Infantry Lawyer


By MSgt. Bob Haskell, National Guard Bureau

There are all kinds of lawyers. Defense lawyers. Corporate lawyers. Real estate lawyers. Divorce lawyers. Jailhouse lawyers. For the next few months, Paul Hourihan of Washington, D.C., will be an infantry lawyer -- in a manner of speaking.

At 30, Hourihan is a junior attorney among the 150 lawyers who form the marquee firm Williams & Connolly in the nation's capital and who represent President and Hillary Rodham Clinton.

He is also a machine-gunner, an enlisted man, in a 147-man Virginia Army National Guard infantry company that this winter is guarding a bridge vital for military traffic over the Sava River that links Bosnia and Croatia.

Talk about contrasting lifestyles. Paul Hourihan last Labor Day left the world of federal litigation for nine months of straight-legged soldiering with a rifle platoon in Charlie Company of the 3rd Battalion, 116th Infantry. His pay as a specialist, the equivalent of a corporal, will be about 25 percent of his salary as an attorney, he estimated.

That makes Hourihan the kind of citizen-soldier who reinforces the National Guard's right to brag about the quality of its people who stand ready to serve this nation.

"I never believed we would be mobilized for Bosnia. I certainly didn't plan on the ramifications of the salary cut," acknowledged Hourihan who is not married. "But I believe I'm doing an honorable thing. I think it's an important multinational mission. I'm proud to be a part of it."

Charlie company embarked for eastern Europe in late October after training for six weeks at Fort Polk, La. It was the first reserve component infantry company mobilized for overseas duty since Indiana National Guard Rangers were sent to Vietnam in 1968. The men expected to replace an active Army company on the Sava River bridge by Nov. 1.

Why did he join the Guard? Hourihan is one of many men in the company from Leesburg, Va., who can be considered throwbacks to the Civil War when sons of the landed gentry fought and died in Confederate regiments. Charlie Company's enlisted ranks include a mortgage banker, a computer analyst and a State Department engineer.

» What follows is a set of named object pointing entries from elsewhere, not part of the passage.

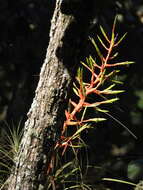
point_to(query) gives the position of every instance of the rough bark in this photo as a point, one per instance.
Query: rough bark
(45, 117)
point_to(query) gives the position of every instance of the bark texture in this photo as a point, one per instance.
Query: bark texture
(45, 117)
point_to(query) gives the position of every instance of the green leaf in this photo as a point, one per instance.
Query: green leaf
(75, 91)
(124, 63)
(101, 110)
(82, 128)
(95, 120)
(119, 181)
(59, 171)
(97, 49)
(113, 91)
(100, 40)
(120, 40)
(110, 101)
(104, 33)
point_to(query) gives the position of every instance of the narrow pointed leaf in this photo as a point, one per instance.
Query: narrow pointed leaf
(101, 110)
(120, 40)
(103, 102)
(100, 40)
(82, 128)
(115, 55)
(75, 91)
(113, 91)
(95, 120)
(104, 34)
(97, 49)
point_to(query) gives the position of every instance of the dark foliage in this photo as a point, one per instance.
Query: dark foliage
(24, 37)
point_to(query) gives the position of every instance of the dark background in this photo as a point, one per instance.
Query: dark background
(24, 36)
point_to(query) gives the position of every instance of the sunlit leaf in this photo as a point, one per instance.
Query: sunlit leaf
(102, 42)
(97, 49)
(120, 40)
(96, 120)
(104, 33)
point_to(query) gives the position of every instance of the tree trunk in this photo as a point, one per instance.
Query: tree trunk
(69, 28)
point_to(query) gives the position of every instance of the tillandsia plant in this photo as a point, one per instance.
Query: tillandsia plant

"I feel strongly about national service. Unless you've got something invested in this country, you don't really appreciate it," explained Hourihan who enlisted in the Virginia Guard in August 1995. He was studying for the Virginia bar after graduating from the University of Virginia Law School.

"I never considered anything other than the infantry. That's what the Army is to me," said the man who grew up near Baltimore, Md. "When I was a little kid playing soldier, I didn't play a judge advocate general officer or a chemical corps officer. I knew I wanted one of the combat arms."

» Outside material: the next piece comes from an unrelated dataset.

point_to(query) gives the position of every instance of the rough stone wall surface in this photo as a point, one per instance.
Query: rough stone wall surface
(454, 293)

Hourihan is not blowing smoke. He knows he could easily be a part-time military attorney -- perhaps a captain by now -- because of his civilian credentials.

His firm's who's who client list includes the Clintons for the Whitewater land development case; Oliver North during the 1989 Iran-Contra trial; and John Hinckley Jr. who shot President Reagan in 1981 and who was found not guilty because of insanity. The Washington Post and The National Enquirer are other clients.

The Guard is also a welcome change of pace for this serious sort who works 60 or so hours a week four blocks from the White House and who keeps his 6-foot-1 frame in soldierly trim by running through the National Zoo near his home.

"I do law stuff 28 days of the month," he said. "If nothing else, the Guard gets me out of the office for a weekend a month. I also want to have a grounding with a different group of people. It helps keep life in perspective."

Others, however, let him know that they know who and what he is.

"'Where's my LAWYER?'" was the first question one Drill Sgt. Snyder asked his new platoon on the day Hourihan reported for basic training at Fort Benning, Ga. "I didn't hear the end of that for four months," he laughed. "They called me Matlock."

Other Charlie Company soldiers seek him out for some pro bono advice about such legal matters as divorces, bankruptcies, and buying homes.

And while Spc. Hourihan salutes his officers and gives all of his leaders the military respect that is their due, they know with whom they are dealing.

"He's a good soldier, but he does tend to keep you on your toes," acknowledged SFC Phillip Scott, Hourihan's platoon sergeant. "If you approach him about something, you'd best have your ducks in a row."